Ihre Haltung, die ich zuhause so oft wie möglich analysiert habe, zeigt mir deutlich wie angefressen sie ist, dass bisher noch kein Prinz auf ihre makellose Visage hereingefallen ist. Neben den offiziellen Dates, die von den Kameraleuten begleitet werden, steht es den drei Männern natürlich auch frei sich ansonsten mit den Erwählten zu treffen. Eine Tatsache, die die Prinzen anscheinend auch schon ausgenutzt haben. Nur nicht bei Trish.
Dass sie noch keinen weiteren Anschlag auf mich verübt hat ist ein echtes Wunder.

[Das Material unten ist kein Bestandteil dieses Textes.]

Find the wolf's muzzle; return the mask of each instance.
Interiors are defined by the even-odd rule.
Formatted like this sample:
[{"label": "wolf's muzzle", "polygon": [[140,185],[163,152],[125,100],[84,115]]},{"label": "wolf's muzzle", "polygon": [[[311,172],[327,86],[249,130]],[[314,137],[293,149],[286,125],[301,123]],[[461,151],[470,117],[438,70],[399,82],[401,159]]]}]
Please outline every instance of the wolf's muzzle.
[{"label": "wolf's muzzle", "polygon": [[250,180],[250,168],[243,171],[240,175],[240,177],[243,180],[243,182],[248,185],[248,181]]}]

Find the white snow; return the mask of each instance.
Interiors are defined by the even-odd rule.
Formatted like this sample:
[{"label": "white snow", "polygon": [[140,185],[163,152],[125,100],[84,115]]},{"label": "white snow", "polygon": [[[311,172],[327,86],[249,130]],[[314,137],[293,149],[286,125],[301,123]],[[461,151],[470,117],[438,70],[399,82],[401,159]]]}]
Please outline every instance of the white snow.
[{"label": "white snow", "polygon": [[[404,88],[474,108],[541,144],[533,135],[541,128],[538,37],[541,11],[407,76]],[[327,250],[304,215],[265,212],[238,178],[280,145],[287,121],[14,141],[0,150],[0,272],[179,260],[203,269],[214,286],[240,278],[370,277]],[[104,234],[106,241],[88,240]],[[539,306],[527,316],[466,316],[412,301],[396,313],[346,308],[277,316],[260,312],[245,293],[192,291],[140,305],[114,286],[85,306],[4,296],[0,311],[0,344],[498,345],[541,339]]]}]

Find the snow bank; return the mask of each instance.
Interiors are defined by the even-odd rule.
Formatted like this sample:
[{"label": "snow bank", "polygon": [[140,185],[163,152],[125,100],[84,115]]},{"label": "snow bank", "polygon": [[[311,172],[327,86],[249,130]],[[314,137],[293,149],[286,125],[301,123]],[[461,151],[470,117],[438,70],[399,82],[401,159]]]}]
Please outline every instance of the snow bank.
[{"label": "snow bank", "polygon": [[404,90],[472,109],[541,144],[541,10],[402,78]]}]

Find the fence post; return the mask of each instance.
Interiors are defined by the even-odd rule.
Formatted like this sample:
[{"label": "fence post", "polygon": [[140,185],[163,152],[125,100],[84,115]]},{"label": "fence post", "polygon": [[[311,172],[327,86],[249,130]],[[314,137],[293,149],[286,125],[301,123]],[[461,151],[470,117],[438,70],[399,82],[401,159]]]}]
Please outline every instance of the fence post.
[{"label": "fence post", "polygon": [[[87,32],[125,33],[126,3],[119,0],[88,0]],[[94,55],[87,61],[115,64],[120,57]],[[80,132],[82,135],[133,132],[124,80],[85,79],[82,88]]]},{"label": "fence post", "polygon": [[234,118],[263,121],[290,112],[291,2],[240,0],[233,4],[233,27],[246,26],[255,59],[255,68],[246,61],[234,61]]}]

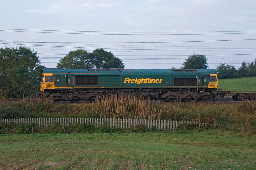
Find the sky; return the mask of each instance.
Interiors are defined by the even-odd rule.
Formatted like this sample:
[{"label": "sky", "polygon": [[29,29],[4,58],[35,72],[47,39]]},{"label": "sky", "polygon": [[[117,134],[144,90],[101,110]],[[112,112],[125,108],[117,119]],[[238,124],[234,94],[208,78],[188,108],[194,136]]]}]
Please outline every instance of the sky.
[{"label": "sky", "polygon": [[256,58],[256,1],[1,1],[0,48],[37,52],[56,68],[71,50],[103,48],[126,68],[179,68],[194,54],[209,68]]}]

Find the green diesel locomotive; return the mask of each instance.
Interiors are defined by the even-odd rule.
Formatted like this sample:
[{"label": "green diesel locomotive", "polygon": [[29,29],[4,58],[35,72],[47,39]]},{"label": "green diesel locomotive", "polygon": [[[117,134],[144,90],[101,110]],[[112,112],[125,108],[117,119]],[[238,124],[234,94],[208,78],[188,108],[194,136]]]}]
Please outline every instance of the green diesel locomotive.
[{"label": "green diesel locomotive", "polygon": [[214,69],[43,69],[41,94],[55,102],[93,102],[129,94],[168,101],[207,101],[217,97]]}]

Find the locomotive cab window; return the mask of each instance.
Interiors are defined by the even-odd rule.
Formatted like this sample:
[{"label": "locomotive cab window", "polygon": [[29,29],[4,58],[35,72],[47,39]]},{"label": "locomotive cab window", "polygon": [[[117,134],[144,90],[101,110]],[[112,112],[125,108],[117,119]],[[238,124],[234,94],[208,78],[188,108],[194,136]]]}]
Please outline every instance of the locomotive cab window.
[{"label": "locomotive cab window", "polygon": [[206,76],[206,81],[208,82],[217,81],[217,78],[216,76]]},{"label": "locomotive cab window", "polygon": [[56,82],[57,76],[45,76],[44,78],[44,81],[46,82]]}]

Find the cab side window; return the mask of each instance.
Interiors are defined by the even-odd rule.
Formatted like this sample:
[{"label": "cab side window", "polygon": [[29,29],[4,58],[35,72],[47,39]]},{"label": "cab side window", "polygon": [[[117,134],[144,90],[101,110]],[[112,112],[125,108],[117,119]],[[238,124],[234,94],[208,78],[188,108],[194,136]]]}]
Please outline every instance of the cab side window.
[{"label": "cab side window", "polygon": [[46,82],[56,82],[57,76],[45,76],[44,81]]},{"label": "cab side window", "polygon": [[206,81],[208,82],[213,82],[217,81],[216,76],[206,76]]}]

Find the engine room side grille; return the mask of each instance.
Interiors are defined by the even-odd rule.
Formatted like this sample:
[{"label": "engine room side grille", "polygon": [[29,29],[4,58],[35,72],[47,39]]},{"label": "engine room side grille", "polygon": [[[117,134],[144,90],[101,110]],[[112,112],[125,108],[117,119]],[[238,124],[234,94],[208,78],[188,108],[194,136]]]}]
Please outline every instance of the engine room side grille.
[{"label": "engine room side grille", "polygon": [[185,78],[174,78],[174,86],[185,86]]},{"label": "engine room side grille", "polygon": [[186,86],[197,86],[197,78],[186,78]]},{"label": "engine room side grille", "polygon": [[97,85],[98,76],[76,76],[76,85]]},{"label": "engine room side grille", "polygon": [[197,78],[174,78],[175,86],[196,86]]}]

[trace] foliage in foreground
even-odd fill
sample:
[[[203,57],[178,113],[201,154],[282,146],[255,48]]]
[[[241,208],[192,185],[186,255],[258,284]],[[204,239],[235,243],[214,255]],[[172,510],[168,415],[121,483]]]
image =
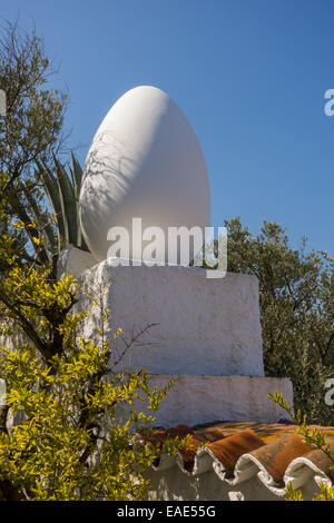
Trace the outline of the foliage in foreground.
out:
[[[55,265],[22,263],[9,235],[0,236],[0,259],[2,334],[14,339],[14,329],[27,339],[3,348],[0,358],[7,385],[0,406],[0,499],[144,499],[143,474],[159,450],[153,444],[135,450],[134,432],[149,436],[169,386],[150,391],[144,371],[115,372],[121,354],[106,342],[109,313],[91,296],[91,307],[99,307],[100,339],[80,336],[88,310],[73,306],[86,290],[72,276],[57,279]],[[127,341],[125,351],[130,345]],[[170,442],[166,452],[176,446]]]
[[[228,270],[255,275],[266,376],[289,377],[295,411],[334,424],[325,383],[334,378],[334,263],[325,251],[291,247],[285,229],[265,221],[257,236],[239,218],[227,227]]]
[[[268,394],[268,398],[282,407],[292,417],[294,423],[297,425],[296,433],[302,437],[303,442],[312,448],[323,452],[332,462],[331,468],[334,468],[334,456],[331,453],[325,431],[320,431],[316,427],[310,428],[306,424],[306,414],[302,416],[301,411],[297,411],[297,413],[294,414],[292,406],[287,405],[283,395],[277,391],[274,394]],[[303,501],[302,491],[294,491],[291,483],[288,483],[286,492],[287,501]],[[326,483],[322,483],[321,492],[313,499],[313,501],[334,501],[334,485],[328,486]]]

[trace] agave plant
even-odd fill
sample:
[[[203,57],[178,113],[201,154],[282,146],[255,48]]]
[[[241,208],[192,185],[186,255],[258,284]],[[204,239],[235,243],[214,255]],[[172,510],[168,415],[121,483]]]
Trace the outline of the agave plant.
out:
[[[84,250],[89,250],[82,237],[79,221],[79,194],[82,179],[82,169],[80,164],[71,154],[70,174],[67,172],[56,157],[55,174],[42,164],[37,162],[37,176],[41,179],[46,190],[52,215],[56,221],[56,228],[52,227],[48,215],[41,213],[33,198],[29,199],[31,210],[40,226],[46,233],[47,250],[50,254],[59,253],[68,244],[72,244]]]

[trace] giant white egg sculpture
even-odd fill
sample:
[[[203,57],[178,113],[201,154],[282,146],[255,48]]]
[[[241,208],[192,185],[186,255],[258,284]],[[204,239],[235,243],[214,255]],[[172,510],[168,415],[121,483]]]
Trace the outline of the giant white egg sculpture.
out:
[[[137,258],[132,218],[141,218],[143,231],[160,227],[168,248],[168,227],[204,230],[209,213],[205,159],[186,116],[155,87],[126,92],[102,120],[85,162],[79,214],[94,256],[106,259],[108,231],[122,227],[129,258]],[[167,253],[159,262],[165,260]]]

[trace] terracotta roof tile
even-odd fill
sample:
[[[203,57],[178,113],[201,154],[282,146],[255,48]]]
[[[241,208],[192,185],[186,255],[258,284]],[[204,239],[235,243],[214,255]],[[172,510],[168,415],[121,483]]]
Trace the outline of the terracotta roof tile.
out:
[[[234,468],[243,454],[262,446],[265,446],[265,443],[250,428],[245,428],[233,436],[227,436],[207,445],[227,471]]]
[[[327,434],[334,457],[334,427],[316,427]],[[332,461],[322,451],[314,451],[305,444],[296,428],[288,423],[253,422],[159,427],[154,431],[153,440],[161,446],[168,435],[190,435],[190,438],[177,460],[163,455],[154,468],[164,470],[177,464],[188,475],[213,470],[222,481],[232,485],[257,474],[267,489],[281,496],[285,494],[288,482],[298,489],[311,476],[316,483],[325,482],[331,486],[334,483]]]

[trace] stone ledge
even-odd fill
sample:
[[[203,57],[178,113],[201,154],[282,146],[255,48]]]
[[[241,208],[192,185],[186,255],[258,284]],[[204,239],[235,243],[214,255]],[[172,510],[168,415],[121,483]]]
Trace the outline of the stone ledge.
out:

Besonders da ihre Blicke, die zuhause meist abschätziger Natur waren, nun immer mehr mit einer Messerattacke auf meine Augen gleich kommen, so dass ich mir nie sicher sein kann, ob sie mir nicht demnächst im Schlaf die Kehle durchschneidet. Okay, vielleicht ist das ein bisschen übertrieben. Aber schließlich kenne ich sie nicht gut genug, um einen Mord auszuschließen.
>>Ich kann nicht fassen, dass du schon siebzehn Jahre mit der da unter einem Dach lebst<<, stellt Cassie fest, die wohl bemerkt haben muss, auf welcher Person gerade mein Augenmerk liegt. >>Ja, ich die meiste Zeit auch nicht<<, gebe ich zu und ergänze in Gedanken: ,,Aber noch unglaublicher ist die Tatsache, dass wir die gleichen Gene teilen". Manchmal wünsche ich mir wirklich, ich könnte mit jemanden über alles reden. Und dieses Alles bezieht auch meine besonderen Fähigkeiten mit ein. Wie oft war ich schon kurz davor Rocelyn endlich die Wahrheit zu sagen und habe mich dann doch nicht getraut? Unzählige Male. Doch immer bevor die Worte aus meinem Mund strömen konnten, war da dieser kleine, hartnäckige Zweifel, der mir die alles entscheidende Frage stellte: Was ist, wenn sie mich dann nicht mehr lieb hat? Nächtelang hat mich die Antwort darauf gequält oder eher gesagt der Zustand die Antwort darauf nicht zu finden.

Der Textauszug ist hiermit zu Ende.